Because of nondisclosure agreements, city leaders can’t talk publicly about Amazon by name.
But Maryville City Manager Greg McClain talked about the land sale and Seefried after the August City Council meeting, during which council members approved a measure on second reading to spend more than $3.1 million on infrastructure improvements inside Laurel Branch Park.
“There have been a number of times we’ve had agreements in place and then they back out,” McClain said. “And this is not done until it’s done.”
He said various company names were involved since the project first became a possibility, but it’s only become clearer recently what exactly is happening with the project off Robert C. Jackson.
When the closing goes through, the project will be less tentative, but since January, the only guarantee has been a purchase and sale contract from Seefried — now assigned to Amazon, according to the sale documents.
But even if Amazon and Seefried were to pull out of the deal, Maryville has already profited by tens of thousands of dollars. McClain said Seefried initially put down about $50,000 in earnest money — an “agreed-upon amount” the firm won’t get back if closing doesn’t happen.

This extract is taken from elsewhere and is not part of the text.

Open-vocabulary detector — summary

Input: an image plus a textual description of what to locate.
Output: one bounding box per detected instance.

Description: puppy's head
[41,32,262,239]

That figure increased when the purchase date was extended, Davis noted.
But she also said she fully expects the sale to go through.
Even with the legal documents are now in hand, Maryville is still protecting its 2021 spending priorities.
The $3.1 million in Laurel Branch Park improvements, though approved on second reading, now are officially contingent on the Amazon sale. The city’s finance department put language into that Aug. 3 second reading saying that $3.1 million in construction spending is subject to a land sale yielding money “in excess” of that amount — namely the Amazon deal.
Should the closing not go through for some reason, the city might not immediately spend on land improvements on either side of Robert C. Jackson Drive, making it potentially more difficult to sell the land.
McClain has noted numerous times since early 2021 that improving the Laurel Branch Park land will help it sell faster and at a higher price than if it were left as is, ungraded and without infrastructure.